This show’s ticket stub should have come with a hazard-warning. No two bands today are more capable of ripping apart your eardrums and then blowing up the tattered remains than my dream duo of Vancouver’s own White Lung and Toronto’s METZ.
But before my dream could have come true, I had to get through Cindy Lee. That’s not a knock against former Women member Patrick Flegel’s new band, which also features Morgan Cook and Julie Taylor from Vancouver’s scrappy garage-poppers Yung Mums. In fact, learning that Flegel came from Women, which implied connections to and approval from Chad VanGaalen who did in fact master Cindy Lee’s new album Tatlashea, piqued my interest a bit. But I’d been frothing at the mouth to see METZ and White Lung. Those two bands alone would have made for a stacked bill (really, it could and should have been a co-headlining show), so Cindy Lee seemed out of place not only due to the completely different energy they bring but by the mere fact of having been included on the bill.

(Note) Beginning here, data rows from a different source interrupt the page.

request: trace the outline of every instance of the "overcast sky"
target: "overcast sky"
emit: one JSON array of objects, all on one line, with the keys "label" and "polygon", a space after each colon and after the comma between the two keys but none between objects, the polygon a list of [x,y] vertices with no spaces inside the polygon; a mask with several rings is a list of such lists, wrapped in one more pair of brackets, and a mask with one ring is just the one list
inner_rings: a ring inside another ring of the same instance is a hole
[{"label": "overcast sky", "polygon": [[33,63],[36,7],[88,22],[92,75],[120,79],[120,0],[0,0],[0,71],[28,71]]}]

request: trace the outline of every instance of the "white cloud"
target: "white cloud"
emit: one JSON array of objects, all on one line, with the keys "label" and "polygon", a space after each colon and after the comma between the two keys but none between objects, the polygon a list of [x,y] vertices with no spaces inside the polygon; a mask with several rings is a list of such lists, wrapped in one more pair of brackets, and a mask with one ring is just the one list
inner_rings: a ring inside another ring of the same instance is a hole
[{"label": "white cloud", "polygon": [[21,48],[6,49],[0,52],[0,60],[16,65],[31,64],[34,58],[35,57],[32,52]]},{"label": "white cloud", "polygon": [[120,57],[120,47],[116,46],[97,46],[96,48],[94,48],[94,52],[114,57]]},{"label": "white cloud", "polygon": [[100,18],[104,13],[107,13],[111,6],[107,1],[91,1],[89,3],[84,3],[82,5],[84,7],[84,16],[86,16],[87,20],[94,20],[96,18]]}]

Having known how many local musicians (including members of Peace, Johnny de Courcy and the Death Rangers and L.A. Cops) have been in and out of Cindy Lee in varying degrees of involvement, I was surprised to see Flegel take the stage by himself. Armed with only a guitar, his incredibly brief set, which may have ran twenty minutes at most, bore almost no resemblance to his dank, ghostly recordings. Actually, as a one-person jam session in which he sounded like he was sketching out riffs, it didn’t resemble a cogent performance at all. It didn’t help that Cindy Lee had to compete for the audience’s attention against game 2 of the Canucks vs. Sharks which played on the television near the bar.
Unlike Cindy Lee, White Lung never have a problem gathering a crowd. The band blitzed through a lightning fast set as usual, but this time, they weren’t the sharply defined precisionists I’d come to expect: singer Mish Way’s building-razing roar couldn’t rise above the band’s noise let alone the deepest recess of Hell. Anne-Marie Vassiliou’s drumming was still merciless and thunderous, but she couldn’t tame the chaos into any kind of order. Even Kenneth Williams’ coarse, chunky guitar lines and white-hot solos seemingly couldn’t puncture the thick maelstrom of sound.
Although White Lung fell short of my expectations, METZ wiped my brain clean of any missed steps earlier in the night. I describe METZ the same way to everyone: they’re the sounds of fighter jets taking off and barreling through soot-filled skies before crashing and burning. These Toronto boys play to kill, even if it means going down with you. METZ turned the Biltmore into ground zero with their downward spiraling, tailspin guitars and rotary cannon bass. Every drumbeat exploded on contact like stepping on a landmine. The engine roars of Alex Edkins’ guitar rang out relentlessly like glass-shattering sonic booms. The only cessations in METZ’s ballistic rampage came as stormy calms before the band circled around and dive-bombed the audience’s ears again.
My favourite thing about seeing young bands live is that they usually don’t have a lot of material, so they’re more than likely going to play everything they have. While that could lead to predictable shows, when all of their songs are as good as METZ’s impenetrably dense debut self-titled album, it more than balances out. Sure enough, METZ’s heaviest hitters dropped like bombs: though every song kept the audience moving, none kept them more on edge than “Rats”, “Get Off”, “Wasted” and “Headache”.
It’s a wonder METZ could not only channel but exceed the volatility of their record with only one guitar, one drum kit and one bass (that is, with no overdubs). When METZ come shooting at you, there’s nothing you can do but throw down your weapon in surrender. Every ounce of energy you give them, they throw it back in your face fifty-fold.
METZ’s entire self-titled album bleeds the nihilistic despair of a pilot who knows he’s on a collision course with infernal death. The sense of panic in their music is so overwhelming sometimes, you may find yourself wanting to radio for help, fully aware of the futility in doing so. It’s a turbulent ride, every song a ticking time-bomb, but once the actually demure trio’s F5 whirlwind of gusty hard rock settles down, you discover that there was never really anything to fear. It’s certainly one of the most exhilarating experiences all the way through. But as Edkins sings on “Wet Blanket”, “You’ll never be the same.”